Inference If you are interested in a relationship between two variables in the population, but only take a sample, then you can use hypothesis testing as a way to think about the population. The Greek small letter rho, ρ, is used as the symbol for the population correlation coefficient. Under the null hypothesis it is assumed that rho = 0 and the alternative we will explore here is a two tailed alternative of rho not equal to 0. IN symbols we have Ho: ρ = 0 H1: ρ≠ 0.
T test The sample correlation coefficient r will be used as a basis for the test and in a repeated sampling context r has a t distribution with n – 2 degrees of freedom.
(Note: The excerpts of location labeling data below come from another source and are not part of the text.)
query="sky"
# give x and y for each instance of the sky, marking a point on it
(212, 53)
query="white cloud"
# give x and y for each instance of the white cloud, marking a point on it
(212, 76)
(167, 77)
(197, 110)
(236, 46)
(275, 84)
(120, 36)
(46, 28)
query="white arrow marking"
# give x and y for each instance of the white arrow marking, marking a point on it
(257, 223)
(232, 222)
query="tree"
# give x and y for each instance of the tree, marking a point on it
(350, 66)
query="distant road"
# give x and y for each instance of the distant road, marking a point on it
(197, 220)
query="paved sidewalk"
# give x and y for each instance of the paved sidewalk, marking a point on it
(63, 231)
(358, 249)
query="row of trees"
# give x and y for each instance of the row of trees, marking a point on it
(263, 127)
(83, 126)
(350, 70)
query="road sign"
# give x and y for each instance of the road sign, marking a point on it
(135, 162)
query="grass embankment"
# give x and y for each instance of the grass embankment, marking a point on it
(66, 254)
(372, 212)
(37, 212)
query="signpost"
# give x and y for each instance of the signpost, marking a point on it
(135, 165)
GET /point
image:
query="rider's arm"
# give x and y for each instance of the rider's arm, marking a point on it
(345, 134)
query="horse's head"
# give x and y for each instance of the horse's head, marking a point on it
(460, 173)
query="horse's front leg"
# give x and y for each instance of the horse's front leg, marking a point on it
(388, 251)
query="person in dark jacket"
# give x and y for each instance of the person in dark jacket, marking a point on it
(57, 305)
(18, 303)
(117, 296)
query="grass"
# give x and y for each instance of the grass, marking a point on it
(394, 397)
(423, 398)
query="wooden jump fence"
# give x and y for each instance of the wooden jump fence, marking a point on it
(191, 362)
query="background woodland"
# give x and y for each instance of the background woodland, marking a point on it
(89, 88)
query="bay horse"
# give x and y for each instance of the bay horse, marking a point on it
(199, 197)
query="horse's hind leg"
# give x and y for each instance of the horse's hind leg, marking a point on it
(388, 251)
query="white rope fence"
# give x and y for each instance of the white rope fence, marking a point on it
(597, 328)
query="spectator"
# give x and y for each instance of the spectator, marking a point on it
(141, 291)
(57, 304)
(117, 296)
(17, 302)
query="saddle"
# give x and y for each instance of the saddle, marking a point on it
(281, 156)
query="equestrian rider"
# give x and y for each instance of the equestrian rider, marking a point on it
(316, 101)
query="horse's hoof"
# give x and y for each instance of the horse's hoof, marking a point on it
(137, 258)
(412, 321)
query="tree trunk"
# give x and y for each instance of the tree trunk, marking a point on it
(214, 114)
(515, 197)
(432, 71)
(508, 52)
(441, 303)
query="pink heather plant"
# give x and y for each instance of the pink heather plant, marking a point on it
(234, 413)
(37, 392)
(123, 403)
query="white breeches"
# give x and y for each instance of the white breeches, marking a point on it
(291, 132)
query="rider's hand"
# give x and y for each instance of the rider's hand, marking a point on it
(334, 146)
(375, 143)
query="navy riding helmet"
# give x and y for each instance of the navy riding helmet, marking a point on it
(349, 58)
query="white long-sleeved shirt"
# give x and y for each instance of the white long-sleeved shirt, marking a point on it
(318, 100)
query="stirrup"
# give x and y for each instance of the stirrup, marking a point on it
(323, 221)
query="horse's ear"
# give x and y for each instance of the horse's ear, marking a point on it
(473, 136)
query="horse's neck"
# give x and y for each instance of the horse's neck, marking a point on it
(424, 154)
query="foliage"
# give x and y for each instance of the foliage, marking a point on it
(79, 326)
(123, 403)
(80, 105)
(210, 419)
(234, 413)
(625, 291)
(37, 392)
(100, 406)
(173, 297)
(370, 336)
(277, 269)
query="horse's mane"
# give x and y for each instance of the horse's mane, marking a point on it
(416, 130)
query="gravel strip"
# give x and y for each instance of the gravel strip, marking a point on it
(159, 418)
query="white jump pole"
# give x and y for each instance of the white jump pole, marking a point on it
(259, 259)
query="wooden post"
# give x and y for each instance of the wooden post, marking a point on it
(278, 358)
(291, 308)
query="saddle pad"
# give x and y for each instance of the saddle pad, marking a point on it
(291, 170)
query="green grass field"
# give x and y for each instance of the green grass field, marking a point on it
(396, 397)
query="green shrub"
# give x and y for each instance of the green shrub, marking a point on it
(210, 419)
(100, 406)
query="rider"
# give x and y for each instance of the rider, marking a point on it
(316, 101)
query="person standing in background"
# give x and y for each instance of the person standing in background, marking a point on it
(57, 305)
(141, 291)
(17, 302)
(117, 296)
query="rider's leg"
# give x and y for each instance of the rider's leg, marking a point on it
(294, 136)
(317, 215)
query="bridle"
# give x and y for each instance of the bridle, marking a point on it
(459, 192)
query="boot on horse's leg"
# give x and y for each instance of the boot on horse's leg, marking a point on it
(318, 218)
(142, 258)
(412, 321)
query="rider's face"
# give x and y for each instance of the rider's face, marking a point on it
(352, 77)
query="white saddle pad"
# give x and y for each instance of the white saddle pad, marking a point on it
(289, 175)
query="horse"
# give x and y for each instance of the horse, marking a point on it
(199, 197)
Under the critical value approach you look up in a t table for the critical values of t based on the degrees of freedom and the alpha value for the test. Since we have a two tailed test you split alpha in half. Then if the t stat based on the sample is more extreme (or farther away from 0) than the critical values you reject Ho and go with the alternative. The is the same as saying there is a relationship between the two variables.
T test Under the p-value approach to the hypothesis test you calculate the t stat based on the sample information. Then you find the tail area for the stat and multiply it by 2 to get the p-value because we have a two tailed test. If the p-value is less than the alpha for the test then the null hypothesis can be rejected and we would go with the alternative hypothesis.